In order for your HLS core to receive the training data, you will have to add a new argument to your function, const digit training_data[]
. You must then decide how you want to provide training data to your HLS core through this new argument, that will become a port on the hardware block. The section on Port-Level I/O Protocols discusses this in detail. You probably want to implement either an AXI4-Stream interface or AXI4 master. It is completely up to you how you implement this, and what protocols you would like to explore. Make sure you read the section titled Using AXI4 Interfaces.
If you’re not sure where to start, try something like this:
- Add a pointer or array argument to your function to provide the training data.

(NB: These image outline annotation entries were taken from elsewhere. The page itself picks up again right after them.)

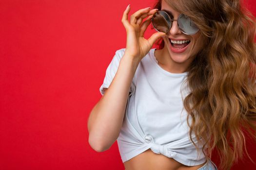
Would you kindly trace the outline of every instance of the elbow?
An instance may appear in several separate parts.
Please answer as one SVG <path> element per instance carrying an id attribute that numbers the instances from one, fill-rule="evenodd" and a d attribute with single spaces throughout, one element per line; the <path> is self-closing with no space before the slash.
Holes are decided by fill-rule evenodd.
<path id="1" fill-rule="evenodd" d="M 105 151 L 110 148 L 109 146 L 102 144 L 102 140 L 92 139 L 92 137 L 90 137 L 90 136 L 88 142 L 91 147 L 98 153 Z"/>

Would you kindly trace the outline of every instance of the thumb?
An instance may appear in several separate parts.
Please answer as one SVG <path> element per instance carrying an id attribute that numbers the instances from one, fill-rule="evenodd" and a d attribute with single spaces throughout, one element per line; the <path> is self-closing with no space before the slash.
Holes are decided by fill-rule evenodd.
<path id="1" fill-rule="evenodd" d="M 151 36 L 148 39 L 148 41 L 151 46 L 152 46 L 158 39 L 160 37 L 164 36 L 166 34 L 166 33 L 162 32 L 157 32 L 154 33 L 151 35 Z"/>

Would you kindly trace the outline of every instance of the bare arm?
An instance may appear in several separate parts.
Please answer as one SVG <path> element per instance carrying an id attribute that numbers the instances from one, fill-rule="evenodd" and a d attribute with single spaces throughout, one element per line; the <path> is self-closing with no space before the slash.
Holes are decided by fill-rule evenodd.
<path id="1" fill-rule="evenodd" d="M 91 112 L 88 122 L 89 143 L 96 151 L 108 149 L 117 140 L 122 126 L 129 90 L 141 60 L 156 41 L 165 33 L 157 32 L 147 40 L 144 33 L 156 10 L 140 9 L 128 20 L 128 5 L 122 17 L 127 32 L 125 51 L 109 88 Z M 143 19 L 149 16 L 142 23 Z"/>
<path id="2" fill-rule="evenodd" d="M 87 124 L 89 143 L 96 151 L 108 149 L 118 137 L 129 89 L 139 63 L 124 54 L 108 89 L 91 112 Z"/>

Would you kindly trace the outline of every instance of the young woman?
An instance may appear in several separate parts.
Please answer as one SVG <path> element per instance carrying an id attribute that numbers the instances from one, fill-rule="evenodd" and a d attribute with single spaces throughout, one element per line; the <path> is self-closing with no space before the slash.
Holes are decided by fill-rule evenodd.
<path id="1" fill-rule="evenodd" d="M 117 139 L 126 170 L 217 170 L 214 148 L 220 170 L 244 151 L 251 159 L 242 129 L 256 138 L 254 17 L 238 0 L 159 0 L 153 8 L 130 21 L 131 7 L 123 13 L 126 47 L 90 114 L 91 146 L 103 152 Z M 158 32 L 146 39 L 151 23 Z"/>

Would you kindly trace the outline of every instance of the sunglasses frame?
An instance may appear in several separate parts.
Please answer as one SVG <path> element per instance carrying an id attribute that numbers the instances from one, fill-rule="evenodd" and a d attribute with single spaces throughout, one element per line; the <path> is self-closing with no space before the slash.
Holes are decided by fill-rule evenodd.
<path id="1" fill-rule="evenodd" d="M 178 25 L 178 29 L 179 29 L 179 30 L 180 30 L 182 33 L 183 33 L 183 34 L 186 34 L 186 35 L 194 35 L 194 34 L 197 34 L 197 33 L 199 31 L 199 29 L 198 29 L 198 30 L 197 30 L 197 31 L 196 33 L 194 33 L 194 34 L 190 34 L 186 33 L 184 32 L 184 31 L 182 31 L 182 30 L 180 29 L 180 28 L 179 27 L 179 24 L 178 24 L 178 19 L 179 19 L 180 18 L 181 18 L 181 17 L 184 16 L 184 17 L 186 17 L 186 15 L 185 15 L 185 14 L 180 14 L 178 16 L 178 17 L 177 19 L 172 19 L 171 18 L 171 17 L 170 17 L 170 16 L 169 15 L 169 14 L 168 14 L 167 12 L 166 12 L 165 11 L 160 10 L 160 11 L 158 11 L 158 12 L 157 12 L 157 13 L 158 13 L 158 12 L 160 12 L 160 11 L 161 11 L 161 12 L 164 12 L 164 13 L 165 13 L 165 14 L 166 14 L 167 15 L 167 16 L 168 16 L 168 17 L 169 17 L 169 19 L 170 19 L 170 21 L 171 22 L 171 24 L 172 24 L 172 25 L 171 25 L 171 26 L 170 27 L 170 28 L 169 29 L 168 31 L 166 33 L 166 33 L 166 34 L 167 34 L 168 32 L 169 32 L 170 31 L 170 30 L 171 30 L 171 28 L 172 28 L 172 27 L 173 26 L 173 21 L 177 21 L 177 25 Z M 156 14 L 157 13 L 155 13 L 155 14 L 154 14 L 154 15 L 155 15 L 155 14 Z M 154 15 L 153 15 L 153 16 L 154 16 Z M 191 23 L 191 19 L 190 19 L 190 23 Z M 152 17 L 152 18 L 151 18 L 151 21 L 152 21 L 152 25 L 153 26 L 154 28 L 156 30 L 157 30 L 157 32 L 158 32 L 163 33 L 163 32 L 160 32 L 160 31 L 158 31 L 158 30 L 155 27 L 155 26 L 154 26 L 154 24 L 153 24 L 153 17 Z M 197 28 L 198 28 L 198 27 L 197 27 Z"/>

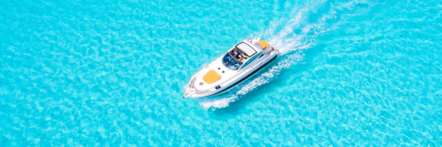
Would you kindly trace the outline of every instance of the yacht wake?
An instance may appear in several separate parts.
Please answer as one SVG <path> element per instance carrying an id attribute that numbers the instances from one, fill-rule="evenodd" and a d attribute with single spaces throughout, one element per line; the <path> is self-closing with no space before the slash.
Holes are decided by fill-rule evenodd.
<path id="1" fill-rule="evenodd" d="M 355 1 L 352 1 L 349 4 L 344 3 L 342 7 L 350 7 L 354 3 Z M 327 20 L 336 17 L 336 11 L 330 8 L 330 3 L 325 1 L 310 7 L 303 7 L 302 9 L 295 8 L 291 15 L 293 17 L 287 18 L 288 20 L 282 19 L 271 23 L 269 28 L 260 36 L 280 50 L 281 55 L 276 61 L 277 63 L 271 64 L 273 66 L 270 68 L 265 68 L 267 70 L 265 72 L 258 72 L 258 75 L 253 77 L 254 79 L 236 86 L 232 90 L 229 90 L 230 93 L 218 97 L 199 99 L 200 104 L 206 110 L 227 107 L 230 103 L 237 101 L 260 86 L 271 81 L 284 69 L 301 63 L 304 50 L 315 44 L 315 39 L 319 35 L 333 29 L 327 23 Z M 325 12 L 315 13 L 320 11 Z M 311 15 L 315 17 L 311 17 Z"/>

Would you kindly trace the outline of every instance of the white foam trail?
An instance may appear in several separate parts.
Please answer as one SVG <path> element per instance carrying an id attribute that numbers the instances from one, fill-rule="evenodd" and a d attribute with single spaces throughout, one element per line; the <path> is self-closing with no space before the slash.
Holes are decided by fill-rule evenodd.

- Pass in this data from your test function and make sure your solution still passes C Simulation.
- Choose between a memory-mapped or streaming interface:
- Memory Mapped:
- Configure the interface for this port to be an memory-mapped AXI Master (m_axi)
- Read about how the master port determines the address offset to use, and configure your interface appropriately.
- Modify you your Vivado project to add a Slave interface (HP Slave AXI Interface) on your ZYNQ7 Processing System. This gives a different block access to the DRAM.
- Connect your new AXI master port in your HLS IP to this port.give the new master port access to the main memory.
- Streaming:
- Configure the interface for this port to be an AXI Stream (\emph{axis})
- Add a DMA core to your Vivado project that can read data from main memory and send it over an AXI Stream to your IP core.
- Modify you your Vivado project to add a Slave interface (HP Slave AXI Interface) on your ZYNQ7 Processing System. This can be used to give the DMA core access to the DRAM.
- Memory Mapped:
Bug Reminder: Just a reminder of the Vitis HLS 2020.2 driver Makefile bug. When you export your new IP core, remember to fix the Makefile. (I’m not sure if this has been fixed in 2022.2)
Once configured, create a Vitis software application that will run this modified system and measure its runtime.
Report
Include a short PDF report, located at lab_vitis/report.pdf
. Include the following items:
-
Briefly describe your hardware implementation. What board did you use? What version of your HLS accelerator did you use? For example, you may find your largest configuration does not actually fit on the FPGA. How did you verify that your HLS core was operating correctly?
- Runtimes:
- Provide software-only runtime (from Part 3)
- Provide accelerated runtime (from Part 2). Does the per item runtime match the latency reported by Vitis HLS? (it should be pretty close)
- Interfaces:
- Describe the approach you used to provide training data from main memory to your HLS accelerator.
- Include HLS resource usage before/after making this change, to demonstrate that BRAMs are no longer being used for the training data.
- Provide runtime data for this configuration, and comment on how it compares to the previous approach of storing training data within the accelerator.
- What are the advantages and disadvantages of storing the data in the hardware accelerator versus in main memory?
Submission
Submit your code on Github using the tag lab5_submission
.
Be sure your Git repo contains at minimum:
- The .tcl file that can be used to create your project in Vivado. I’ll run this when grading, so please make sure it works. This means that you need to have your HLS IP committed into your repo or it won’t work. This should be committed to the hw directory.
- The C/C++ source file that you use to run your accelerator and collect runtimes. This should be committed to the sw directory.